A classic case on the Rule against Perpetuities which exemplifies the traditional harsh and inflexible application of that Rule. In many law school casebooks, Jee v. Audley is the first case on the Rule against Perpetuities.
Summary of Facts:
The testator bequeathed £1000 to Mary Hall, and if Mary Hall dies without issue, to the daughters then living of John and Elizabeth Jee. There were, at the testator’s death, four daughters of John and Elizabeth Jee living. Mary Hall claimed the interest in the Jee daughters violated the Rule against Perpetuities and was void.
The court held the gift to the Jee daughters void because there were no lives in being that could validate the gift and, therefore, the contingent executory interest was held invalid under the Rule against Perpetuities.

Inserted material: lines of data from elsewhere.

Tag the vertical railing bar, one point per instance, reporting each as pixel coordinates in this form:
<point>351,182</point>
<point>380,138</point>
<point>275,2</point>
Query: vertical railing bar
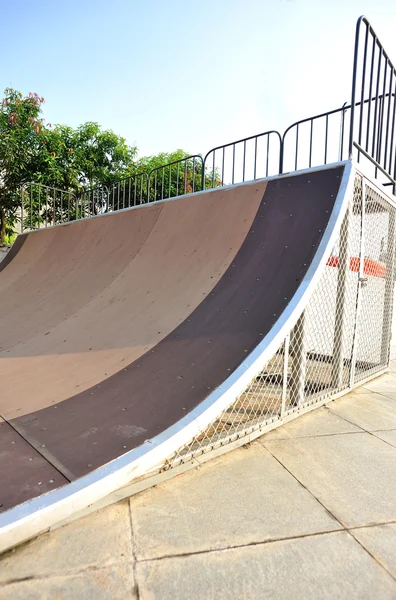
<point>359,288</point>
<point>389,289</point>
<point>361,108</point>
<point>31,205</point>
<point>342,131</point>
<point>22,188</point>
<point>285,373</point>
<point>341,301</point>
<point>299,363</point>
<point>39,206</point>
<point>233,163</point>
<point>393,131</point>
<point>382,110</point>
<point>388,117</point>
<point>267,158</point>
<point>54,206</point>
<point>370,95</point>
<point>375,141</point>
<point>244,160</point>
<point>326,137</point>
<point>255,158</point>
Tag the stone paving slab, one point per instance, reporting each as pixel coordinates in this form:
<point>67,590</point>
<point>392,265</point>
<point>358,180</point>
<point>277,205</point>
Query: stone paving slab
<point>103,538</point>
<point>380,541</point>
<point>319,422</point>
<point>353,475</point>
<point>385,385</point>
<point>240,498</point>
<point>113,583</point>
<point>387,436</point>
<point>366,409</point>
<point>326,566</point>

Although the Jees were aged persons, ‘daughters’ was construed by the court to include daughters born after the testator’s death, and if invalid with respect to an unborn daughter, the gift was invalid with respect to all—the ‘all-or-nothing’ or unit rule on class gifts was applied. Because the testator used the word ‘daughters’ to describe the beneficiaries of the contingent executory interest, as a matter of construction of the will the gift could have been limited to daughters of the Jees known to the testator; that is to say, lives in being at the execution of the will, some or all of whom were alive at the testator’s death when the will took effect. If confined to such daughters, the gift would have been valid under the Rule because the contingencies would have been resolved, favorably or unfavorably, within the lifetime of each daughter.
In rejecting the claim that seventy year-old John and Elizabeth Jee could be presumed not to be capable of further offspring, the court noted that if such a presumption could be made “in one case it may in another, and it is a very dangerous experiment, and introductive of the greatest inconvenience to give a latitude to such sort of conjecture.”